So, why read what sounds like such a depressing novel? Because it deals with a human horror that should be known and thought about, because it is wonderfully written, and because in the Harlem slums it unflinchingly portrays a swath and complexity of humanity too easy to ignore in our frenetic, materialist world.
Wallant had a gift for description. "...gaudy little Tangee in a wide-shouldered, checked suit, and Buck White, with his majestic tribesman face of almost pure black, who appeared elemental in his dignity until you noticed the foolish, childish dreaminess of his eyes." "His fresh, youthful face was good-natured but not very mobile or expressive, as though too much animation might belie his alleged delicacy." "George Smith had the face of an old Venetian doge, the features drawn with a silvery-fine pencil, the excesses reproduced in the shallowest, most subtle of creases. Only his eyes mirrored the wrestling starvation." "She glared guiltily at him, her yellow face scoured and worn by petty miseries to a texture that obscured the massive old deformities." Wallant is equally good at describing things as well as people: "...an armchair which leaned swollenly to one side under its faded cretonne covering, like an old sick elephant under shabby regal garments."

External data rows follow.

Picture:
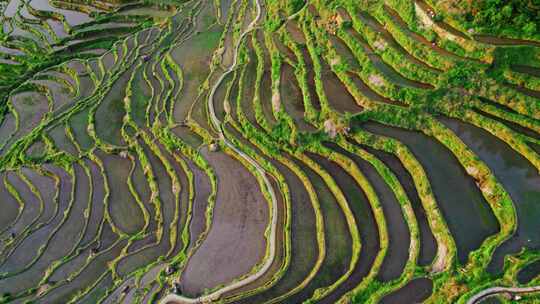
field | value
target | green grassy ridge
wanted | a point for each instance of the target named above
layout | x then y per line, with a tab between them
450	281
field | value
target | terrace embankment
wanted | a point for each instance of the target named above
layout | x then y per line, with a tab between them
235	243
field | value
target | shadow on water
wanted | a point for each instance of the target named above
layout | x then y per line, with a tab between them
519	178
465	210
416	291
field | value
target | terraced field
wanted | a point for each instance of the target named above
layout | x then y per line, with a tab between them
267	151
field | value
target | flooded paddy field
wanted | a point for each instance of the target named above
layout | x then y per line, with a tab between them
256	151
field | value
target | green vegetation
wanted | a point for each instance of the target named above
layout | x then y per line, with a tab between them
334	151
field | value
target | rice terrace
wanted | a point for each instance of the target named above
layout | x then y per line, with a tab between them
270	151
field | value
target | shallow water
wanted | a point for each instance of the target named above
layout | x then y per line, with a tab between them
466	212
518	177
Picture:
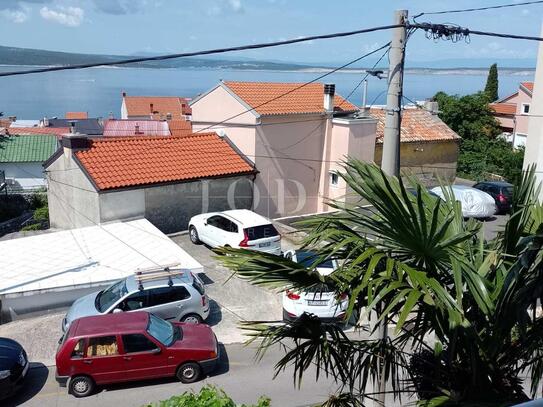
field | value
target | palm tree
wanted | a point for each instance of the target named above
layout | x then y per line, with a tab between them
465	311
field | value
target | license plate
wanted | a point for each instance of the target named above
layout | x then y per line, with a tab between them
25	370
317	302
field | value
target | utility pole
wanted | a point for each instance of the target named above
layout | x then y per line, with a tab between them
390	162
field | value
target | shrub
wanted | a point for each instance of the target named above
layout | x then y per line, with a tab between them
209	396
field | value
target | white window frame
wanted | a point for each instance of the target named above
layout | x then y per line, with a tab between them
334	178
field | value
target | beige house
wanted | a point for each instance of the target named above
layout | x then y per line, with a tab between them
513	112
428	147
297	135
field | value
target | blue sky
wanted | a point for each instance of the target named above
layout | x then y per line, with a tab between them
163	26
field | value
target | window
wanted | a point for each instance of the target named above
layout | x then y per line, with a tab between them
137	343
79	349
261	232
135	301
102	346
165	295
334	179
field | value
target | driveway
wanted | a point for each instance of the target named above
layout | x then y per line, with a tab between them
232	301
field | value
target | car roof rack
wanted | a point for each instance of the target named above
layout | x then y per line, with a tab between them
157	273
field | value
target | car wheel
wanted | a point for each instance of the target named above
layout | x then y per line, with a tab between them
81	386
192	319
193	235
189	372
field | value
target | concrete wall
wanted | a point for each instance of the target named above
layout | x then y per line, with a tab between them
427	160
351	138
26	175
289	150
73	201
169	207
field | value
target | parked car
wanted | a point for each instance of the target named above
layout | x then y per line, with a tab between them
180	296
113	348
319	300
501	191
238	228
13	367
475	203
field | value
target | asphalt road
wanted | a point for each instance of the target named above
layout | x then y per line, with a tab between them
243	378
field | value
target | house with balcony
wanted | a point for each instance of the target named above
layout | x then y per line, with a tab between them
513	113
297	135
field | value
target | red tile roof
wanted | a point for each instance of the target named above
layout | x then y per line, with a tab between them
180	128
504	108
125	162
57	131
76	115
308	99
128	128
418	125
161	106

And the pawnshop! What a parade of humanity passes through it daily: "On and on they came, shy, sullen, guilty, paying in fear for tiny crimes they had done and were doomed to do, striking out with furtiveness and harshness, sickened with their hereditary curse, weary and ashamed of their small dreams and abandoning the cheap devices they had dreamed with...each filling the Pawnbroker's spirit with rage and disgust as he smelled and saw their ugliness." "...by degrees the harshness dissolved, and the fantastic conglomeration of the shop claimed their unconscious moods. Again they were riven by the complexity, the intricacy of the tools or people's survival. And each, in his own unthinking way, responded to a tiny, sad abrasion in his spirit. Each of them pitied, without knowing he pitied, the pathetic paraphernalia with which humans made walls."
Wallant does not directly draw the pawnshop as metaphor, but I was struck by the overlapping vision of thousands upon thousands of people driven off the fetid cattle cars, clutching their few, pathetic worldly goods that would, in a moment, be taken from them until, naked, they would be herded into the 'showers' and there would be no walls left for them. Each and every person is "in slightly different costume, each enlivened by his own unique choreography." The choreographies comprise individual pasts, experiences, hopes, fears, dreams. Every single person is unique and that is what we miss in parsing large historical movements or moments in a shop.

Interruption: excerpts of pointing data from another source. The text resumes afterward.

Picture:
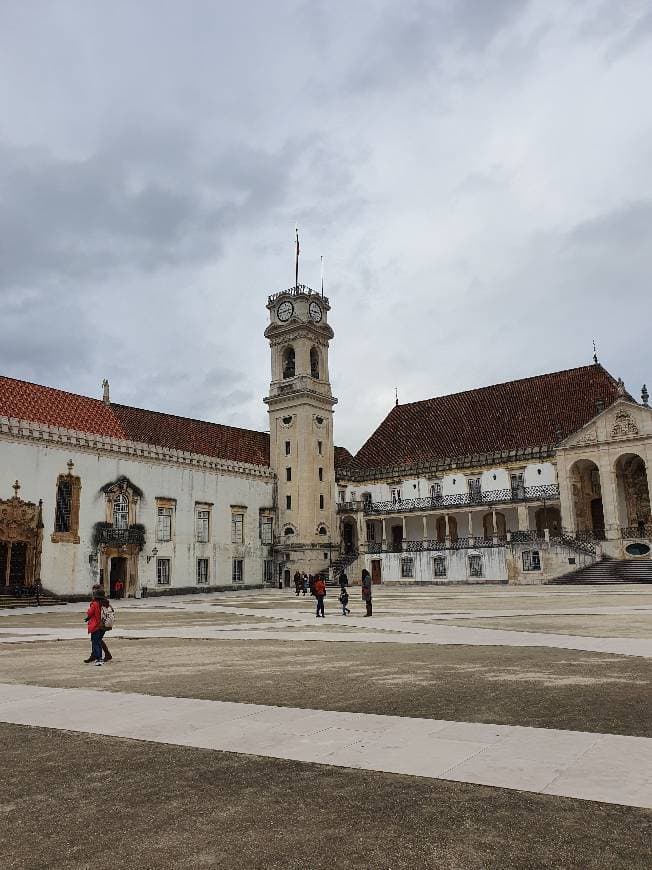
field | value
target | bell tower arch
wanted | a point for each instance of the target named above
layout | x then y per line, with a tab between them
300	406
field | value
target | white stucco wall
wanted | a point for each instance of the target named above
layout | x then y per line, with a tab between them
65	567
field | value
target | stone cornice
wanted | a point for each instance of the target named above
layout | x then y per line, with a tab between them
476	460
15	429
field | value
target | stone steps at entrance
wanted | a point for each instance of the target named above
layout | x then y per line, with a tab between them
9	602
609	570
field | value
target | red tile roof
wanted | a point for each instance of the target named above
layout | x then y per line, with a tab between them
527	413
39	404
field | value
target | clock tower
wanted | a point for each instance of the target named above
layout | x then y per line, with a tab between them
300	406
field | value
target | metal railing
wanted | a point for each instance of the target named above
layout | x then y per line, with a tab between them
547	492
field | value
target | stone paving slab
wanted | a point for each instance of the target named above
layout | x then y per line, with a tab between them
601	767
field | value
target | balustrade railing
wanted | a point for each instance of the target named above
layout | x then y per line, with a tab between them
546	492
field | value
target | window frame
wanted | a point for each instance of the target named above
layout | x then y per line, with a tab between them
163	511
237	571
237	527
198	517
407	565
202	561
439	560
163	563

Sol is emotionaly and socially bereft: "I do not trust God or politics or newspapers or music or art. I do not trust smiles or clothes or buildings or scenery or smells....I do not trust names. I do not trust expressions or colors or the feel of texture....But most of all I do not trust people and their talk, for they have created hell with that talk, for they have proved they do not deserve to exist for what they are....'You too?' Ortiz asked...I, too."
Sol feels his loss: "God forbid there should be ghosts! He would not have been able to bear that. If there were ghosts, he would have been destroyed, or had been destroyed long ago and was now a ghost himself." But, like Lear, he cries out, "Ah, leave me my brain at least, do not let me go mad."
Something happens at the end of the book, but the reader should enjoy his/her own frissons of expectation so I will say no more about it as positive or negative. But I will say that this is a fine novel that deserves to be read and contemplated.